Metrosideros tabwemasanaensis

Scientific classification
- Kingdom: Plantae
- Clade: Tracheophytes
- Clade: Angiosperms
- Clade: Eudicots
- Clade: Rosids
- Order: Myrtales
- Family: Myrtaceae
- Genus: Metrosideros
- Species: M. tabwemasanaensis
- Binomial name: Metrosideros tabwemasanaensis Pillon (2018)

= Metrosideros tabwemasanaensis =

- Genus: Metrosideros
- Species: tabwemasanaensis
- Authority: Pillon (2018)

Species of flowering plant

Metrosideros tabwemasanaensis is species of plant in the family Myrtaceae. It is a tree endemic to Mount Tabwemasana on the island of Espiritu Santo in Vanuatu.

==Description==
Metrosideros tabwemasanaensis is an evergreen tree, growing from 5 to 20 meters tall. It has an irregular flat-topped crown and is sympodially branched, and occasionally has a coppiced form. Bark is dark grey to dark brown on twigs, and light grey and flaky on the trunk. Wood is hard and reddish in color. Leaves are leathery, 2–3 mm long by 1.5–3 mm wide, with reddish petioles. Young leaves and twigs are covered in fine silky grey hair.

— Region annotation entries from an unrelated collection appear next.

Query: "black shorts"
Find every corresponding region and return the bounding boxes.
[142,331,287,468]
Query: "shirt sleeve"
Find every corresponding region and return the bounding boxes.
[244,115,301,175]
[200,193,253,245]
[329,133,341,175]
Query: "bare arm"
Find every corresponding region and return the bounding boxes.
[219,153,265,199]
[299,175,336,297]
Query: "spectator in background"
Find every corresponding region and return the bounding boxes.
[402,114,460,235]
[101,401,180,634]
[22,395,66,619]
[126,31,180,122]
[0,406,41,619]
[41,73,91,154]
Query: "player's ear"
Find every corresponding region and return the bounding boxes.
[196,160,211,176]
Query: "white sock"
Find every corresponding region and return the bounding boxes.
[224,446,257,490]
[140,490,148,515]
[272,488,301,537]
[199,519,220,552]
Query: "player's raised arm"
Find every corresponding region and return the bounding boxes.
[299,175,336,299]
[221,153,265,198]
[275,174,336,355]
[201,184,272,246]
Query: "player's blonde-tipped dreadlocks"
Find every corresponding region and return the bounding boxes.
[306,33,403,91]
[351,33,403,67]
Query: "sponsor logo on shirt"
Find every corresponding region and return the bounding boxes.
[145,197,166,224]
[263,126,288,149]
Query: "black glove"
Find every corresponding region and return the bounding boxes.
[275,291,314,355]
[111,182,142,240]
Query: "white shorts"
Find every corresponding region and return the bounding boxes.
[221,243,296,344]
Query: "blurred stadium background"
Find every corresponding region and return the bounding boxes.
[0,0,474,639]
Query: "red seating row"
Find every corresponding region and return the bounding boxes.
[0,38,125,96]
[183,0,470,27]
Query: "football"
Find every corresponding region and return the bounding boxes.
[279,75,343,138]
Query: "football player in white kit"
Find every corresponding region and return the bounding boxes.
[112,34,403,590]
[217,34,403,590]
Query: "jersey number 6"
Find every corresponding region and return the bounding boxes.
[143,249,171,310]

Flowers are on compound inflorescences. They are typically on a pair of primary axes branching from the twig, each axis bearing two to three pairs of lateral triads, with a single peduncle and three small red flowers on each triad. Fruits are 4 mm long by 5 mm wide.

It most closely resembles Metrosideros vitiensis, which is also native to Espiritu Santo. It differs in having almost
sessile leaves with a cordate base.

==Range and habitat==
Metrosideros tabwemasanaensis is known only from Mount Tabwemasana, the highest peak on the island of Espiritu Santo and in Vanuatu. It grows on ridges in upper montane forests from 1500 to 1870 meters elevation, in association with Pterophylla spp., Syzygium spp., Geissois denhamii, Quintinia spp., and Ascarina spp.

Its habitat is relatively intact, and located away from human settlements and activity.